I knew the boy I saw was not just some child wandering onto an abandoned property in search of adventure. I knew it, but it is a hard thing to say.

I look at the photograph again. To check, I tell myself. I look at the third figure in the background, then back out into the garden at the boy. They are the same. Even to the extent their colours are faded, they are the same. I have to accept – somehow, I do not know how – the child is me.

Time passes. I am gone. It is like I am an old man. I smell decay. It comes off me, wafts up through the roof, sifting into each room. My hands are wrinkled, dried out. And, through all this, outside in the garden, looking in at the window, I see the boy, this thing I cannot think of as a boy any more. He stares in at me, stares through me. I am stranded here in an unknown time, a forgotten place. All that is left is for the creature to find a way in. It is coming – it takes a step forward, a quick step, a lowering of the shoulders, a mock charge. The world is silent.

And now, they are all there. I cannot pinpoint the moment they arrive. It seems natural that they should be there. The man, the woman, the three children: my family. Me at the end, eyes poked out. Black holes. What have you seen? I have my back half-turned to my family. I cower. There is no other word for it. I flinch at the sight of them.

They stare at me through the window. My father – he stands at the window, arms at his sides, staring in at me and there is nothing to stop him coming in, nothing to stop any of them coming in. My mother at his side: her hair is grey. It was never grey. They stare through the window and I wait for them, wait for them to step through it. A film of water. I force myself to look away, away and up at the ceiling, the blankness there. I move my arms so they hang from the chair. I try to relax my breathing.

And then I feel it.

Hair beneath my fingers.

I cannot move them.

The touch is light. It could be nothing. A breeze. Yet, it is not nothing.

I look outside and the smallest child has gone. Only four of them now. They look in at me, at us.

A head shifts beneath my fingers. I feel the soft touch of a scalp. I want to move my fingers, to stroke the head of the child beneath them – give him and me some comfort in our fear – but I cannot move. I cannot give this. Not to him. I cannot give him what he wants.

I am frightened, more frightened than I have ever been in my life. Not of this. Not this, this thing beneath my fingers, or them out there. Of something I cannot name.

The boy does not move either. Fractionally maybe, but perhaps it is just his hair moving in the breeze.

He is just a boy, a child. Of course he won’t make the first move. Of course it is not up to him.

I sit here, my eyes closed, my face wet. I make no sound. Through me flows everything: Paul, Peter, my mother and father, Rachel.

I sit here until – and I do not know when it changes, I have no awareness of the day ending – it is dark and the boy has gone and when I look, everyone else has gone too and the garden is empty.

I wander the house, touching the walls, turning off every light, leaving the house in darkness. I climb the stairs and go to the attic entrance. Outside I call softly, ‘Are you in there?’ I feel awkward doing so. ‘Peter?’

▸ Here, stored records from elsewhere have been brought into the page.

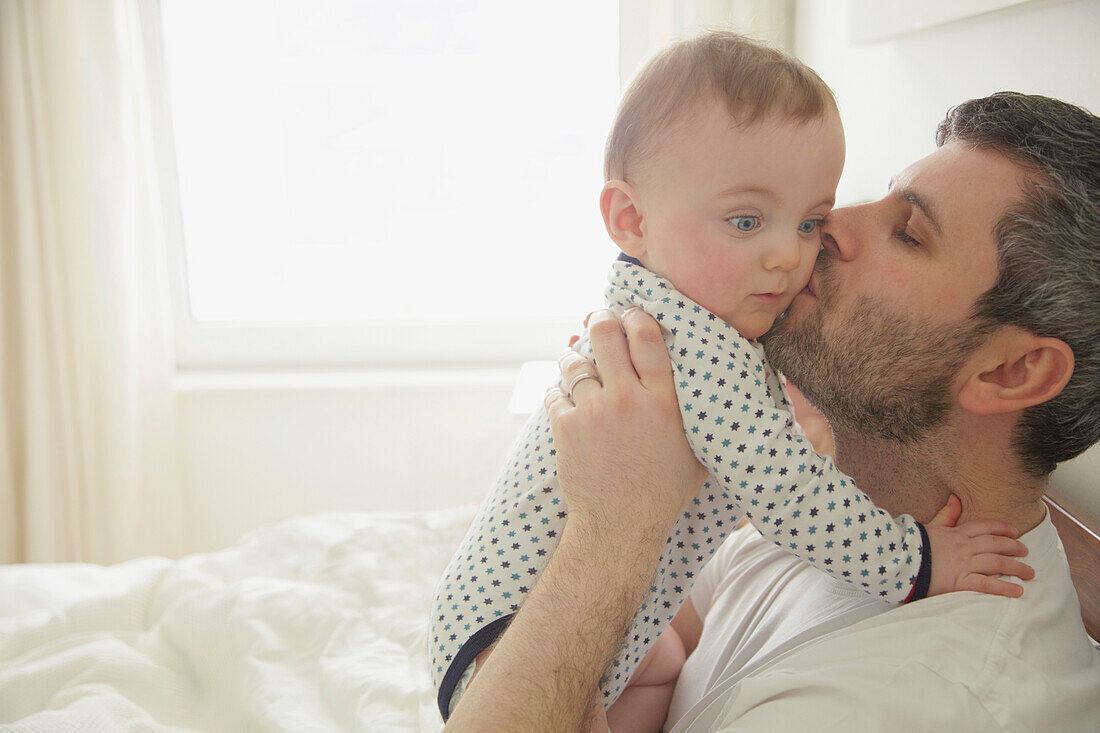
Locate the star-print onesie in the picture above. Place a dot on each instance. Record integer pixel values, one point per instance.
(741, 428)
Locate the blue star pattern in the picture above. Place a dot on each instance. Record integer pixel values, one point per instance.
(740, 426)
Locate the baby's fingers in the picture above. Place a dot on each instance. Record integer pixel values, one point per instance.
(989, 527)
(998, 565)
(991, 586)
(993, 545)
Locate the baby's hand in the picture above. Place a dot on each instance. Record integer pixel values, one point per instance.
(966, 557)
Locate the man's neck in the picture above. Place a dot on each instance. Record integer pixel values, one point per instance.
(917, 479)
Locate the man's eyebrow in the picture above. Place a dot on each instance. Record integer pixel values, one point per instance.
(921, 203)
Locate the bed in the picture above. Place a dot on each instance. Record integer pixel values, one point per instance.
(315, 624)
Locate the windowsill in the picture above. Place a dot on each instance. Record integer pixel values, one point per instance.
(268, 380)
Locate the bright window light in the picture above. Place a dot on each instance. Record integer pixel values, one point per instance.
(415, 162)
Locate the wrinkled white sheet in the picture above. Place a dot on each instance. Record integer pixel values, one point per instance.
(316, 624)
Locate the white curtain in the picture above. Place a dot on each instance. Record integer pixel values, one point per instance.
(89, 466)
(648, 25)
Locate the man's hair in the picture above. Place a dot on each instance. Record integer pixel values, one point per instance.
(752, 79)
(1048, 250)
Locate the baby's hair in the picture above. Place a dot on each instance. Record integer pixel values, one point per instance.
(752, 79)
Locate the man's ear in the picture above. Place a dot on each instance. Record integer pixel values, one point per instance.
(623, 218)
(1015, 370)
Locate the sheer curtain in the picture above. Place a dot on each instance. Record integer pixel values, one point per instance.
(89, 466)
(647, 25)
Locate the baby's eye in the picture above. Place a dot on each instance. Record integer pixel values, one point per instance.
(745, 223)
(809, 226)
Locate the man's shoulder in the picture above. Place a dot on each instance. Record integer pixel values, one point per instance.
(989, 662)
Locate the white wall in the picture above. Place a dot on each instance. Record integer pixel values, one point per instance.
(260, 447)
(893, 93)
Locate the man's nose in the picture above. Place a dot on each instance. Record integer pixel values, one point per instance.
(842, 231)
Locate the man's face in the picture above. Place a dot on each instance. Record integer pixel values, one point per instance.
(878, 337)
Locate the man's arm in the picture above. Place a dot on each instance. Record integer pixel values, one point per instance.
(626, 470)
(543, 671)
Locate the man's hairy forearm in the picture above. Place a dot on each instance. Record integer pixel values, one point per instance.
(545, 670)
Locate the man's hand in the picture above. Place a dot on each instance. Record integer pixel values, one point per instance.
(966, 557)
(624, 462)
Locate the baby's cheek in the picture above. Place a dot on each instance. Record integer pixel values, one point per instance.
(715, 284)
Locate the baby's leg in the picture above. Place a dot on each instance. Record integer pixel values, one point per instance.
(644, 703)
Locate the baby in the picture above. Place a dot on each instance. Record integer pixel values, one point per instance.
(722, 163)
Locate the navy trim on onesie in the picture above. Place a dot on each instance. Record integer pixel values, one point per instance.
(481, 641)
(924, 575)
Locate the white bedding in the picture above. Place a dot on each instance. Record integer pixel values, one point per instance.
(316, 624)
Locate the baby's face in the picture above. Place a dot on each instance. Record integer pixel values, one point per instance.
(730, 215)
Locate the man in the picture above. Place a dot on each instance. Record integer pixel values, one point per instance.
(952, 336)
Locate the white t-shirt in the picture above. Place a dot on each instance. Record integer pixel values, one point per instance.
(785, 647)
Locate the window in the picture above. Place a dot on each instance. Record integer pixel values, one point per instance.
(364, 181)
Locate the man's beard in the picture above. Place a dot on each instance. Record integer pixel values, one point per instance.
(875, 372)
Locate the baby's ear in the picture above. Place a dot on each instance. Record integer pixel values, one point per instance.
(1015, 371)
(623, 218)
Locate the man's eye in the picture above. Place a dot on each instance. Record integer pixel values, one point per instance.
(903, 236)
(745, 223)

‘Leave him alone. Can you hear me? Leave the boy alone. He does not understand, did not understand.’ I do not plan the words. They just come.

I stand outside the door with my hand on it. Eventually I push it open and step inside. There is a smell in the air, a lingering scent. I recognise it but cannot place it. My neck tingles. I have the torch I found in the bedroom with me. It casts a dim light. I shine it around the room but there is no one else there.